Additionally, other zero-trust tools like multifactor authentication (MFA) and single sign-on (SSO) are helpful in shrinking the initial attack surface and mitigating risk exposure from the start.
Start With a Clear Picture
Today, defending complex and distributed environments means raising the level of visibility in the cloud. For example, security analysts have for a long-time feared shadow IT, the practice of employees adding unauthorized apps, as it applies to the cloud. Combating this problem begins by understanding what comprises the vulnerabilities. Various hybrid and multi-cloud deployments create visibility gaps in application workloads, making it difficult to monitor behavior. This creates security blind spots across dispersed architectures–ultimately making the enterprise more challenging to secure.
Organizations need tools that provide complete visibility and insights into vulnerable pathways attackers can exploit across their hybrid IT to gain access throughout an organization. This information helps security teams prioritize where to implement zero-trust architecture first.
Segment and Conquer
A key strategy for preventing attacks from spiraling into calamities is segmentation, one of zero-trust’s primary components. In contrast to traditional perimeter defenses, segmentation’s goal is not to prevent breaches.
Segmentation builds extra protection around applications and data by restricting access to only that which is necessary to stop attacks from spreading to reach critical assets, thereby limiting their impact.
Segmentation isolates compromised systems during an attack and restricts intruders from moving around a network. Not only does this prevent threat actors from locating and pilfering critical information, but it also limits the spread of ransomware. Because cloud environments are so distributed, segmentation is an important part in building resilience throughout a hybrid environment.
Going back to the ESG survey: 75% of the respondents classified as advanced users said they believe purpose-built segmentation tools are critical to zero-trust.

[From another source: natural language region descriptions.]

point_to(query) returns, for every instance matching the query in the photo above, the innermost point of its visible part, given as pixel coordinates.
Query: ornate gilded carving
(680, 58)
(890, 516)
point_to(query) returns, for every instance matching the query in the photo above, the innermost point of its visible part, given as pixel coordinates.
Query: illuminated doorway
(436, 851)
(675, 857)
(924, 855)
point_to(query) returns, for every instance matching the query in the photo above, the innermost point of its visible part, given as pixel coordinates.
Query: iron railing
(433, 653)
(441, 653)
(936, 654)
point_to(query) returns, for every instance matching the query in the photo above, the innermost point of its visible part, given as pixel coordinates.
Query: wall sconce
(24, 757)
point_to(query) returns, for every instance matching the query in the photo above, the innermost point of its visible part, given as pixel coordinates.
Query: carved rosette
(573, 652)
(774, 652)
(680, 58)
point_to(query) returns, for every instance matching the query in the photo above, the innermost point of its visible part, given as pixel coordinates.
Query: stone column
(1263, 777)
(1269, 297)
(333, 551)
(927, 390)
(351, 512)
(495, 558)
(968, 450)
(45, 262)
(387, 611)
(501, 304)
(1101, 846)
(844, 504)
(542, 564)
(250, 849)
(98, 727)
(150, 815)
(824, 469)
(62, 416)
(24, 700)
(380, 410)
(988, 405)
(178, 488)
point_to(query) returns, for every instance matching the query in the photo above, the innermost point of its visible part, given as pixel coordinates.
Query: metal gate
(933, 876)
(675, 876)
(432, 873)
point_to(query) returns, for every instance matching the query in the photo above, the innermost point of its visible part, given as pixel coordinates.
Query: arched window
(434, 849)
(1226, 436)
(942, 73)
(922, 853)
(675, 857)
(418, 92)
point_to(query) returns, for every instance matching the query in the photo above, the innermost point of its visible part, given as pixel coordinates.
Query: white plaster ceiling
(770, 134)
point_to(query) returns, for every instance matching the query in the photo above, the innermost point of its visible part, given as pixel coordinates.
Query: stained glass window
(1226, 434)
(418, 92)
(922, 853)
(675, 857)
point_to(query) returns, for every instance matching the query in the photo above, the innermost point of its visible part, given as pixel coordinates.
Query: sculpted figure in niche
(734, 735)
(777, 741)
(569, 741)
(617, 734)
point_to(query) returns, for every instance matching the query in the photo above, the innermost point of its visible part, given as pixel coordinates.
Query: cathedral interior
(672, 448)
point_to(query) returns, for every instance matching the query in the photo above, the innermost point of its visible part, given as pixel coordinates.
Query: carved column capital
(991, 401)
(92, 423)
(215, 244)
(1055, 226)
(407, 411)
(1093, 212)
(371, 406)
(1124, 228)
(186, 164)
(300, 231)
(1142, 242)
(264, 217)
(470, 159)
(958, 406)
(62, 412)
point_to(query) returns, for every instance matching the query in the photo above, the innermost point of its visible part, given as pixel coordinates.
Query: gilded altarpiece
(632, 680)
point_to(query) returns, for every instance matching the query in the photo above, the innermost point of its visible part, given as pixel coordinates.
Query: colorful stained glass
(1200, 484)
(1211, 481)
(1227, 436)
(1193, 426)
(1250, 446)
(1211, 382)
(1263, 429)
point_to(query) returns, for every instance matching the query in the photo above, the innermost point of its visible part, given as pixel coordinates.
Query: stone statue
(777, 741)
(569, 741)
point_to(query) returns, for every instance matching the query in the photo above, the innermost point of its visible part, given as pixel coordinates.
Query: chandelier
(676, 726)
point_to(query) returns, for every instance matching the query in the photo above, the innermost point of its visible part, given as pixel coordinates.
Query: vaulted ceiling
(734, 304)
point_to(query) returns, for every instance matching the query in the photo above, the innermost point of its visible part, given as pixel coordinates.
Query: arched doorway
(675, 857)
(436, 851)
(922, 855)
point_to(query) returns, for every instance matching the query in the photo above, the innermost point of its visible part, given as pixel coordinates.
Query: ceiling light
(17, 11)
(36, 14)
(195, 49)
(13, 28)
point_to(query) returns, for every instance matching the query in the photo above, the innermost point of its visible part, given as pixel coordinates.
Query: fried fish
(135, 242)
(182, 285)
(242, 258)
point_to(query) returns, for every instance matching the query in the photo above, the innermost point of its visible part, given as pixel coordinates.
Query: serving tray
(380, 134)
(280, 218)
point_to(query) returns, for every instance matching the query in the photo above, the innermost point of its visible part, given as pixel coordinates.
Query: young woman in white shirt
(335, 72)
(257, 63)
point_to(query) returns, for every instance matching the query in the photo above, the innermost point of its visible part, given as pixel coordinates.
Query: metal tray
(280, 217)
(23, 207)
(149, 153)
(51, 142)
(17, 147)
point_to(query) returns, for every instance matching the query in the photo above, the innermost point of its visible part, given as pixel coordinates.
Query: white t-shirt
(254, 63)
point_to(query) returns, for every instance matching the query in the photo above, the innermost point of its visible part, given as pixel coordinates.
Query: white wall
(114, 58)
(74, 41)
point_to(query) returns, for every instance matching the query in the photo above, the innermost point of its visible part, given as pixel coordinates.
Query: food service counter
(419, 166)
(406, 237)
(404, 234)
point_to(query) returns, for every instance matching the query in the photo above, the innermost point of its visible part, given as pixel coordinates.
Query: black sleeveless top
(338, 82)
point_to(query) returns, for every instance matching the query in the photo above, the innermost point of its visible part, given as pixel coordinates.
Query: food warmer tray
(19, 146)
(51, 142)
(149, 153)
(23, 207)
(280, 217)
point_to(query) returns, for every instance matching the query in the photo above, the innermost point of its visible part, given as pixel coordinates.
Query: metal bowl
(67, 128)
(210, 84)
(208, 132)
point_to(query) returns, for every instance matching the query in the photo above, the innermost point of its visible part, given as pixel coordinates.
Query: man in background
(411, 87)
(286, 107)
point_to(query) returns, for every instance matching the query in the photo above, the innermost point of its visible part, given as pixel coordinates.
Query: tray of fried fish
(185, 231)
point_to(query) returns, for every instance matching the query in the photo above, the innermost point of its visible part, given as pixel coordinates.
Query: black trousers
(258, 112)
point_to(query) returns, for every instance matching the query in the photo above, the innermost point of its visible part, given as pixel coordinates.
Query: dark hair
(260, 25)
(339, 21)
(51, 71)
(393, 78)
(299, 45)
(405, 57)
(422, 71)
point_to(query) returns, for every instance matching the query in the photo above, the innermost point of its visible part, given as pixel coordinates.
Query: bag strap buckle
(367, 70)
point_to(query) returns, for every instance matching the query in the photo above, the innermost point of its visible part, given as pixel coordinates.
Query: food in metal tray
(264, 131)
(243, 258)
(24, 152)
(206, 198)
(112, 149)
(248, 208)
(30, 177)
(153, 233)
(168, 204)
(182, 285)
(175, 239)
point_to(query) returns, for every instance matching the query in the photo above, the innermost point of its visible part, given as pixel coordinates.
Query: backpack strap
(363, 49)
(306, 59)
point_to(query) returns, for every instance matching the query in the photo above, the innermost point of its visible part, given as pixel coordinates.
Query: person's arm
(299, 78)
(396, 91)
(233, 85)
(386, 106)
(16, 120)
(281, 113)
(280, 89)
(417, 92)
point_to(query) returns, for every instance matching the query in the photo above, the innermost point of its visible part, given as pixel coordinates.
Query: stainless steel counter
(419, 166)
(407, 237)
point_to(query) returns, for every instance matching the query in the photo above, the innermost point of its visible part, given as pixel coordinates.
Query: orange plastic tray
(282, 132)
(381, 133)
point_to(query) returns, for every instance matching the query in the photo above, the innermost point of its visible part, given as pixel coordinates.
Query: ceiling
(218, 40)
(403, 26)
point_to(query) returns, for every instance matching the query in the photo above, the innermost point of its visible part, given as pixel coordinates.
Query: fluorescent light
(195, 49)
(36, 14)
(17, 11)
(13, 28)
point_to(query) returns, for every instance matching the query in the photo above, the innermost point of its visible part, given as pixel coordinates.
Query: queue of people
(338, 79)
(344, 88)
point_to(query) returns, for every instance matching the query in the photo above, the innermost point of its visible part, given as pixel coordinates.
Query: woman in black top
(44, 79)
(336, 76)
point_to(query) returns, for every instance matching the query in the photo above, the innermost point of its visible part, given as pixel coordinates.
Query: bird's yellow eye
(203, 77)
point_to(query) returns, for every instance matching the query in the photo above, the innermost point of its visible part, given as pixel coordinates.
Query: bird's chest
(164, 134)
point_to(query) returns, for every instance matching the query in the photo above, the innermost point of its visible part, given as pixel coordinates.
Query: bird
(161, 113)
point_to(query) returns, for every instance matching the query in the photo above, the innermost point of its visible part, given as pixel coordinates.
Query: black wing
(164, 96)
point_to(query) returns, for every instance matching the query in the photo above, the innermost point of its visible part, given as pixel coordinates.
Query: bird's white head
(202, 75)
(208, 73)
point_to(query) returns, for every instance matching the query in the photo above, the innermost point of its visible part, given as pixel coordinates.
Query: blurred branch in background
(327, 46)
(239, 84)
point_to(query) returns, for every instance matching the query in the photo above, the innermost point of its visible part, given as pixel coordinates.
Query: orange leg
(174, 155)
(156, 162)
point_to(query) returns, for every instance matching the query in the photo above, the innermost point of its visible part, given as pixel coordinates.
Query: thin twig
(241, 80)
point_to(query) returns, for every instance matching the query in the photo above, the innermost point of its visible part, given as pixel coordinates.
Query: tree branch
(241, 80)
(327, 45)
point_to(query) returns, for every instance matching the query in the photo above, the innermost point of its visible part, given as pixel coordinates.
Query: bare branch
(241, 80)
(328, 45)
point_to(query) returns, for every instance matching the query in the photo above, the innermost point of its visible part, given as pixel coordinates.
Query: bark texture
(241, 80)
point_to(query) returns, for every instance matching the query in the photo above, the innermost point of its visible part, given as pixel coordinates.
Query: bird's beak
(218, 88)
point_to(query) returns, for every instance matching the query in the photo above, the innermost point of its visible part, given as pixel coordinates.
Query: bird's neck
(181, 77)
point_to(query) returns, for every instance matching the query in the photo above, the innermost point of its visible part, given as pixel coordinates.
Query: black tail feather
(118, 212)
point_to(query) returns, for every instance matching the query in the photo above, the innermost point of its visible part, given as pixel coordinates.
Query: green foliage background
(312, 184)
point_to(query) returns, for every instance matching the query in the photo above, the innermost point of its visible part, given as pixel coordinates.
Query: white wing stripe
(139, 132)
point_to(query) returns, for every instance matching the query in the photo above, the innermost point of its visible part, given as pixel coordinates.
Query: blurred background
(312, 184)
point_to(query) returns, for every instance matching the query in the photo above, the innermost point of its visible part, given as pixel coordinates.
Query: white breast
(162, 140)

Additionally, organizations that adopt segmentation as part of their zero-trust strategy save an average of $20.1 million in application downtime and avoid five cybersecurity disasters annually. Segmentation is a foundational pillar of a resilient security architecture and is paramount for reducing risk in the cloud.
Zero-Trust is the Gold Standard
In the past two years, zero-trust has quickly become the gold standard for cybersecurity, and the industry agrees. For example, nine in 10 respondents in ESG’s survey reported that zero-trust was one of their top three security priorities for the coming year, and 33% said it was their top cybersecurity priority.
As more enterprises integrate their cloud and data-center ecosystems and the adoption of hybrid and multi-cloud strategies increases, visibility across environments will become even more critical to organizational resilience. Security teams cannot protect or defend against what they cannot see.
Against the current backdrop of devastating ransomware attacks, the only way that organizations can bolster resilience in the cloud is with zero-trust. “Never trust, always verify”–that is the way organizations can continue to balance the agility afforded by the cloud with the security demands of customers and stakeholders. Ransomware attacks aren’t going away anytime soon, but that doesn’t mean that every attack or breach in the cloud needs to have catastrophic business and operational consequences.